NTDEV member, Ilya Konstantinov, remarked recently on NTDEV that sometimes it's necessary as a developer to break the rules. Even good developers do it. Sometimes, to do something cool, you just have to do it.
He asked "Where do you draw the line"?
Darn good question. It made me stop and think. I'm not sure if Mr. Konstantinov was asking a rhetorical question, or if he really wanted my thoughts on the matter. But, in any case, I answered him on NTDEV and I'm expanding on what I wrote here in our Dev Blog.
In many cases, the very nature of innovation requires that you do something that Windows wasn't designed to support. Here at OSR, it's rare that a client will engage us to write a driver for some type of device that Windows support well, such as a really cool, fast, network card. I love writing those drivers. They're fun to write, and the tradeoffs don't usually keep me up at night. Sadly, I think the last driver like this that I wrote was in 1995. No, here at OSR we're often hired to help clients implement solutions that are very literally on the leading edge of the industry. This means that we're sometimes forced to venture outside the realm of things that are "documented and supported."
Having to break the rules to do something really special has its own rewards -- both for the engineers involved, and for the company. As an engineer working on such a project, you often get to really stretch your knowledge of the system and test your assumptions. And the company that has this type of software written has an automatic set of barriers to entry... assuming the software that gets written is stable and reliable.
So, breaking the rules can be fun. But it also brings its own special set of responsibilities. What are they?
Well, first, I think you have have a responsibility to do a significant amount of "due diligence." You don't want to break the rules if you don't have to. If there's another acceptable means for achieving your over-arching goal, OTHER than resorting to some nasty undocumented hack... in almost all cases you should use it.
Next, I think you're responsible for doing a carefly "risk vs benefit" analysis. If the risk (of screwing up the OS, crashing the system, writing code that isn't compatible across versions or service packs) is small and the benefit you're gaining is great... you have an EASY decision. To be able to do this, you need to have the technical knowledge (or access to those with the technical knowledge) to accurately gauge the risks. This is critical, right? Just throwing some code onto a target machine and saying "well, it works" does not mean the risk isn't high. It just means you haven't suffered the consequences of the risk... yet.
The real problem with doing the "risk vs benefit" analysis is that it's usually very difficult to accurately assess the risk involved when you stray from the approved way of doing things. The difficulty lines in the fact that you're not aware of all the things that you don't know (assuming anybody but me can even parse that sentence). For example, a driver dev might think "Oh, I'll just reach into this structure at a specific offset... what could happen?"... but he doesn't realize that the undocumented field in the undocumented structure into which you're reaching is part of a union. Of that the structure is in a LIST that has a lock to which he has no access. Or... any number of things.

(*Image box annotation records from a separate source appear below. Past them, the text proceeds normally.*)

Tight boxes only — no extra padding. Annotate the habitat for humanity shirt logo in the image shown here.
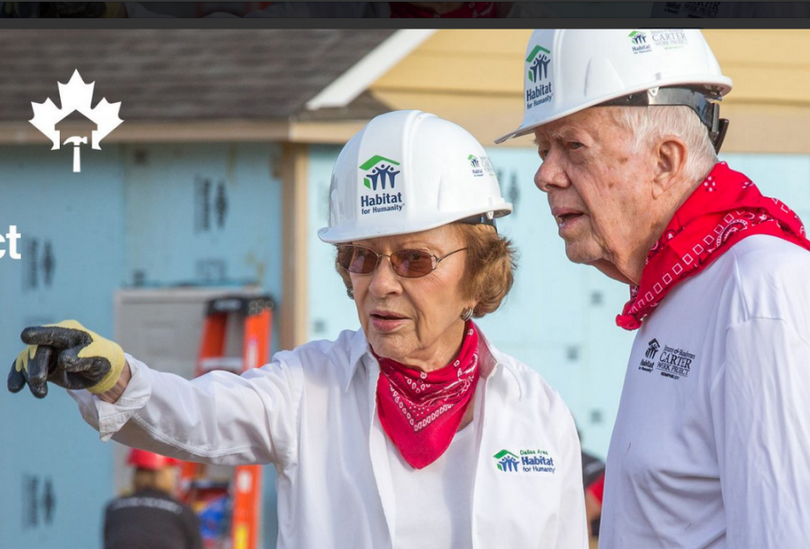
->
[492,449,557,473]
[29,70,123,172]
[360,154,403,215]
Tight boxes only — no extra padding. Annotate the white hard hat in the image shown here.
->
[318,111,512,243]
[495,29,731,150]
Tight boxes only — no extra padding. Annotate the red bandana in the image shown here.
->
[377,321,478,469]
[616,162,810,330]
[388,2,495,18]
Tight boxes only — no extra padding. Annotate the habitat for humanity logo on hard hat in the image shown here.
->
[526,45,553,109]
[627,31,652,54]
[29,70,123,172]
[360,154,403,215]
[467,154,495,177]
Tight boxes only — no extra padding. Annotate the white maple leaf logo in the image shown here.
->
[29,70,123,172]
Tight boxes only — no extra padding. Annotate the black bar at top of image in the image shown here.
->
[0,0,810,29]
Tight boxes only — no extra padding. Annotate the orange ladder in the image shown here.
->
[181,295,273,549]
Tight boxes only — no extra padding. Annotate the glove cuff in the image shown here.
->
[87,334,126,395]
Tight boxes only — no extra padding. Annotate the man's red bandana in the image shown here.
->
[616,162,810,330]
[377,320,479,469]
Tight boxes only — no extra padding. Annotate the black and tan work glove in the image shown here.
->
[8,320,126,398]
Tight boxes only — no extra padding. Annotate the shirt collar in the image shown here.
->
[343,327,500,391]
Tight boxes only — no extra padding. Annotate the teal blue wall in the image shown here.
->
[0,146,124,549]
[309,147,810,458]
[0,144,284,549]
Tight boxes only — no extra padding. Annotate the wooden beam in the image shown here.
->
[279,143,309,349]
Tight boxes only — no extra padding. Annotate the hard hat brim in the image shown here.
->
[495,76,732,145]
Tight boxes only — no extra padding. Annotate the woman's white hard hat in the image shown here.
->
[495,29,731,148]
[318,110,512,244]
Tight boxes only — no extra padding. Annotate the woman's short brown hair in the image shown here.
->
[335,223,517,318]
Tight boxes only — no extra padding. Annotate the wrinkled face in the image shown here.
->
[535,107,656,279]
[350,225,475,371]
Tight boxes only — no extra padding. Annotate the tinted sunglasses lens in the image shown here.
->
[391,250,433,278]
[338,246,377,274]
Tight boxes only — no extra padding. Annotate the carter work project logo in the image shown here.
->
[526,45,552,109]
[360,154,402,215]
[638,338,695,379]
[627,31,652,53]
[639,338,661,372]
[492,449,557,473]
[30,70,123,173]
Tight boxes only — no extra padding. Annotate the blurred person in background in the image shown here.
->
[104,449,203,549]
[8,111,587,549]
[499,29,810,549]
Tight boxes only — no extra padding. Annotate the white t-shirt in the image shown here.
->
[600,236,810,549]
[385,423,476,549]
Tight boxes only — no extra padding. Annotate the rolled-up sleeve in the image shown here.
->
[712,318,810,549]
[71,355,303,465]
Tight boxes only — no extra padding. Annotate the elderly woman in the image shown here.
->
[9,111,587,549]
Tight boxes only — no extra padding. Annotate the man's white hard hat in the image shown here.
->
[318,111,512,243]
[495,29,731,148]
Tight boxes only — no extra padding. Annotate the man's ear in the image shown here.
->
[652,135,689,199]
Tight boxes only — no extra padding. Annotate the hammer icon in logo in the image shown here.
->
[63,135,87,173]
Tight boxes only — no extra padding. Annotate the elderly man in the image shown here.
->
[499,30,810,549]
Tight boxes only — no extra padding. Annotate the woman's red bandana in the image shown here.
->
[616,162,810,330]
[389,2,495,19]
[377,320,479,469]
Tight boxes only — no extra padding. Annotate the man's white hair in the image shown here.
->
[614,105,717,183]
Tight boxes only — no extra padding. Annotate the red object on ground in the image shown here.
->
[127,448,180,471]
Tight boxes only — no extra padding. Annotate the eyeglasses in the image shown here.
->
[337,245,467,278]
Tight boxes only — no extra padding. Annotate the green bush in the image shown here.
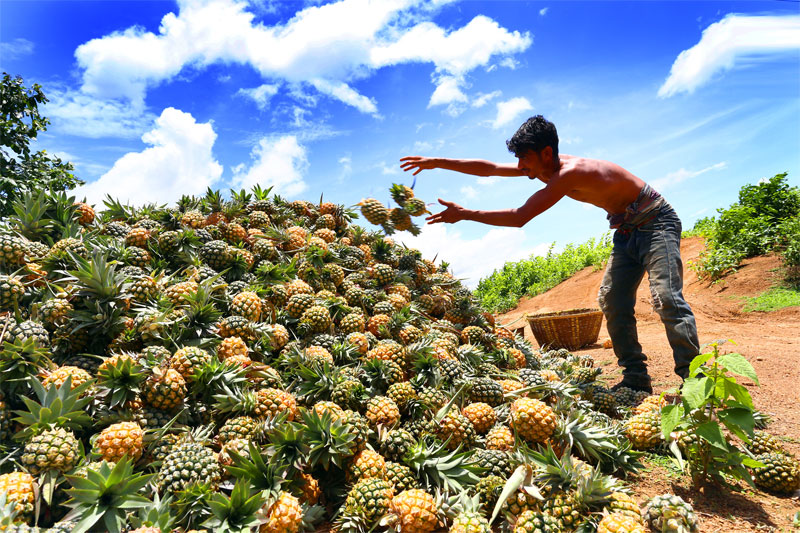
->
[475,233,613,313]
[686,172,800,280]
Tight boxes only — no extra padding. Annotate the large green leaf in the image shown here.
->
[661,405,683,439]
[717,353,759,385]
[695,422,728,452]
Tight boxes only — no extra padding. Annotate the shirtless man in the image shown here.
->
[400,115,700,392]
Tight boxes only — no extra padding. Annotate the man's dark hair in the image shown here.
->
[506,115,558,165]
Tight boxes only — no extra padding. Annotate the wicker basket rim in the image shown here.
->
[525,307,602,321]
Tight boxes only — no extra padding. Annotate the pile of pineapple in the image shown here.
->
[0,186,800,533]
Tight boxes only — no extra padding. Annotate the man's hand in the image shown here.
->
[425,198,466,224]
[400,155,437,176]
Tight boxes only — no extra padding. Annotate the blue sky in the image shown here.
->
[0,0,800,286]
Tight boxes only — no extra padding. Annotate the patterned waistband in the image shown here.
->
[606,183,667,231]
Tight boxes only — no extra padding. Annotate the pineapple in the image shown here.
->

Sometimes, doing the analysis is easier. There's a field that's undocumented. But, you happen to know that the OS internally uses it in certain places to do certain things. If you also use it in the same way, in pretty much the same places and at pretty much the same times as the OS would, you know your risk is lower. Not non-existent... but lower. Remember, you still don't know what you don't know.
Next, I think it's important that you accurately describe the risk to management. Your technical decision can have business impact. The people making business decisions need to understand the risks involved, and it's your responsibility to accurately represent the risks and put them in the type of context that manager types will understand.
Finally, I think you need to limit your bad behaviors to only what's absolutely necessary to achieve your goal. In other words, once you've decided to venture into the realm of the undocumented, don't be tempted to pile things on, to say "Oh well, I'm already doing X -- which is unsupported -- I might just as well add feature A, B, and C which do Y -- which is also unsupported and undocumented."